Monday, April 8, 2013

undertheradar.co.nz review...


Specter at the Feast

Specter at the Feast

By Black Rebel Motorcycle Club

Abstract Dragon
7 / 10
8th April 2013
By Courtney Sanders


Bands rarely exist in a vacuum. Like most creatives, their output – and success – reflects the social and political circumstances of their time. Black Rebel Motorcycle Club released their debut, self titled album in 2001. A myriad Brit pop and new wave imitators (and of course, Nickelback) had - for the most part - left a void of qualitative independent music in their wake, thus the time was ripe for an artist to commandeer the imagination of a generation. Enter a bunch of five, skinny jean-wearing dudes who released an album you may or may not have heard of, Is This It and spurned a worldwide, alt-rock revival that took the likes of Yeah Yeah Yeahs, Franz Ferdinand, The Libertines, Bloc Party and – to a lesser extent - Black Rebel Motorcycle Club along for one hell of a ride.

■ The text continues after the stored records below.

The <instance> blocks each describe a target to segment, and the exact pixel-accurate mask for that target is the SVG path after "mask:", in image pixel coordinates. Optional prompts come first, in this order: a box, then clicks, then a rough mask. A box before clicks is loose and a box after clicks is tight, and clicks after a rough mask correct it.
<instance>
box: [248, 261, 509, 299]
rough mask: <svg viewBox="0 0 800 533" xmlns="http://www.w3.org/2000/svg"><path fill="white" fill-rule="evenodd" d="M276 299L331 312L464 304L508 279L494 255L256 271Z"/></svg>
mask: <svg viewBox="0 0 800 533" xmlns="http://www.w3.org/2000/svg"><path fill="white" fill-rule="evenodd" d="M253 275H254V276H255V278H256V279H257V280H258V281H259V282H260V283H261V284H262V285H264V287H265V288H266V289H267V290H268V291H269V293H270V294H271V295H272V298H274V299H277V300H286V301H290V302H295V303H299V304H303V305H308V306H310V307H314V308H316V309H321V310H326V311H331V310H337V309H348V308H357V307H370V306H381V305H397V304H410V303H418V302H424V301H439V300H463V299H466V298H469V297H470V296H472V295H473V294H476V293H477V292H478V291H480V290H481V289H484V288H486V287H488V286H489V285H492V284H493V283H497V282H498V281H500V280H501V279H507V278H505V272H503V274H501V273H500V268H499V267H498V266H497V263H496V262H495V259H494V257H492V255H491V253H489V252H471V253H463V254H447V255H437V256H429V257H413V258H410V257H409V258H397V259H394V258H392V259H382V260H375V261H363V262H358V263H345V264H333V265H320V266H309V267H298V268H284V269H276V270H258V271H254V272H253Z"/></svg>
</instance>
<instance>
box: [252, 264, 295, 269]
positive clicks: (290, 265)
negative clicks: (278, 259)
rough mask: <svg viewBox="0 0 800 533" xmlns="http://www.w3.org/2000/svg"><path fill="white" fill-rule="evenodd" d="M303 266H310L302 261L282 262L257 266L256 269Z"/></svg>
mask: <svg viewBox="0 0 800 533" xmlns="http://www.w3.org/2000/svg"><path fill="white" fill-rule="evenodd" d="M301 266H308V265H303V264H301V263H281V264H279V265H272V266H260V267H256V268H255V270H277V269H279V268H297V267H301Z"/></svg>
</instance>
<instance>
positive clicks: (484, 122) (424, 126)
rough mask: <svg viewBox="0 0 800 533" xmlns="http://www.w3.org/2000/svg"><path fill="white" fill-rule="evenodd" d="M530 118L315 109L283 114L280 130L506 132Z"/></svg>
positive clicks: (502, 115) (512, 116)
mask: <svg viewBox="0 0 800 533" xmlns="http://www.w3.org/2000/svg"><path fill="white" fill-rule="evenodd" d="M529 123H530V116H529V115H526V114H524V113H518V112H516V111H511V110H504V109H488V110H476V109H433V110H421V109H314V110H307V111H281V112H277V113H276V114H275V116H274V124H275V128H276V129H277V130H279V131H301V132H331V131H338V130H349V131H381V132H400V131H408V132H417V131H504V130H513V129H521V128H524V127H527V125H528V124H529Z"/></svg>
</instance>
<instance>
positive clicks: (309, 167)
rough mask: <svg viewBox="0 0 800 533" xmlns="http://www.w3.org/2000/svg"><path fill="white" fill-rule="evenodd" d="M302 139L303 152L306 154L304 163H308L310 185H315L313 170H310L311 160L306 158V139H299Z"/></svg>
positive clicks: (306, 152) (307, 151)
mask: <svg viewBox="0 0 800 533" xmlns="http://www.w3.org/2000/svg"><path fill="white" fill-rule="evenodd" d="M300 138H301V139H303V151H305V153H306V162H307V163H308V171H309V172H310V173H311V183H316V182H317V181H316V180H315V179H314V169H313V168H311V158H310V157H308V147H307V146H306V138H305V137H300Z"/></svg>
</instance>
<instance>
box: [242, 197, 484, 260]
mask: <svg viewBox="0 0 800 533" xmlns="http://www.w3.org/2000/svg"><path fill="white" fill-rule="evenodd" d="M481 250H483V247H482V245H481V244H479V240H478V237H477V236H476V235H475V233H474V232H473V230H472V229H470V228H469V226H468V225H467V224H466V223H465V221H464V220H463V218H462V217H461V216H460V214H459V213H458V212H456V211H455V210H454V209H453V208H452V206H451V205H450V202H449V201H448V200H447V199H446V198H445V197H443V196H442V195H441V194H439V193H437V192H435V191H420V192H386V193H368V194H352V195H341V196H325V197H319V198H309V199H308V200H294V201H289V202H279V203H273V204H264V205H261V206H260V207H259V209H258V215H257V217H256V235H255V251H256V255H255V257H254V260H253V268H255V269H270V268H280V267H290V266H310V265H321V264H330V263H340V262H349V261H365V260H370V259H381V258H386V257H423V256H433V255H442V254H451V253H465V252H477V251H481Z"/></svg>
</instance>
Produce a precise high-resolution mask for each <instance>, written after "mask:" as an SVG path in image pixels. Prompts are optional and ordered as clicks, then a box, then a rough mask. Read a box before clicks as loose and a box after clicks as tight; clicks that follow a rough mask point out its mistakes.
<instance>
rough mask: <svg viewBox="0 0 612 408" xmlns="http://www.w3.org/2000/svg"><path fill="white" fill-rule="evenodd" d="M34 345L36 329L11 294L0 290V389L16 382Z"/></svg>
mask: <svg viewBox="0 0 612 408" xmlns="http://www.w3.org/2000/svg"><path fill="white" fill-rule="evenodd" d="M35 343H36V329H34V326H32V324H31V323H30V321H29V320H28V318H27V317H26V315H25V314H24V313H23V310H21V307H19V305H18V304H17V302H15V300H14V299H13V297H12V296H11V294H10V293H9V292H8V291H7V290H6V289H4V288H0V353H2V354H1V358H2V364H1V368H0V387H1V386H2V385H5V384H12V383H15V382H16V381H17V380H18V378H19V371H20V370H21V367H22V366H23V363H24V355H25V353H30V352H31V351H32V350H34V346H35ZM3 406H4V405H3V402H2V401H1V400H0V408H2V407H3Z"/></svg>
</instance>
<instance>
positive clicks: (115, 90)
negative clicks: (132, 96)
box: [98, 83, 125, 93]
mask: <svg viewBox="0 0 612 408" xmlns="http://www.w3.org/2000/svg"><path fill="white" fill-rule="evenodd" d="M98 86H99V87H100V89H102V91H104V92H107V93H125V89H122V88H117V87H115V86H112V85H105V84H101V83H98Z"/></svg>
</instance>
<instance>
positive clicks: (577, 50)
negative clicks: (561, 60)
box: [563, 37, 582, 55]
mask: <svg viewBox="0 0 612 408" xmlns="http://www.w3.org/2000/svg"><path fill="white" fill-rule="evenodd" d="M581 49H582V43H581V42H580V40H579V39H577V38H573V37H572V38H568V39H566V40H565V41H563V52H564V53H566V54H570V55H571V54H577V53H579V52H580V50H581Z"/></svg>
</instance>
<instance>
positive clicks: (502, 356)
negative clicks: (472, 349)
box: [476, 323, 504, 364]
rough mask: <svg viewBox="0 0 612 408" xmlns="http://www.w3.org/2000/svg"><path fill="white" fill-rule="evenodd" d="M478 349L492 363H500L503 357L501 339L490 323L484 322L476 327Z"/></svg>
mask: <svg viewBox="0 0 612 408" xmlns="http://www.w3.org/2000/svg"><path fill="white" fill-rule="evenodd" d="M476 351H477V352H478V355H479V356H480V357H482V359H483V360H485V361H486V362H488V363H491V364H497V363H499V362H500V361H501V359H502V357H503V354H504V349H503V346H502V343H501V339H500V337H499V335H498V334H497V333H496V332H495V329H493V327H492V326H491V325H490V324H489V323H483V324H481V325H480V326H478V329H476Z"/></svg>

More than a decade on and both bands dropped studio albums in the same month: The Strokes’ awkwardly titled Comedown Machine and B.R.M.C’s Specter at the Feast. The latter was released on the band’s own label imprint – Abstract Dragon – with nary a whisper, undoubtedly finding a home in an audience who have always admired the band but hardly courting a new one, which makes sense: B.R.M.C have always skirted the edge of the garage rock blow-up, wholeheartedly adored by an acceptable-sized audience but never garnering mainstream attention for an album. Their inability to truly break is down to their output: each of their records is a compilation of both excellent songs and duds that collectively fail to ignite the imagination of the masses, and Specter at the Feast is another example of this.

‘Fire Walker’ opens proceedings with watery, atmospheric guitar and synthesizers, dropping into the kind of sexy, stoned ballad the band excel at, and sets things up for typically B.R.M.C single ‘Let the Day Begin’ – think B.R.M.C’s ‘What Ever Happened To My Rock and Roll’ or Baby 81’s ‘Weapon of Choice’. Leah Shapiro’s (previously of The Raveonettes) drumming has been criticized in the past but it’s one of this albums most impressive facets: she subtly accentuates basic tempos while seamlessly fitting into every given melody. Singles like the aforementioned ‘Let The Day Begin’ actually abound across Specter at the Feast. Tracks four, five and six are breathless, energetic affairs but then the eighth track does what most B.R.M.C albums do at some point: replaces any momentum with clunky, philosophizing lyrical sentiments and short-lived sonic experiments.

It feels unfair to criticize a band that consistently deliver excellent singles true to a succinct and ongoing aesthetic, regardless of changes to the sound of the day, but perhaps there’s the rub? There’s something in that title, Specter at the Feast: B.R.M.C create music in a removed, ghost-like fashion. Perhaps if they further engaged with their surroundings they would be able to deliver a definitive album that - like Is This It - captures the imagination of a generation for forty minutes instead of four-and-a-half.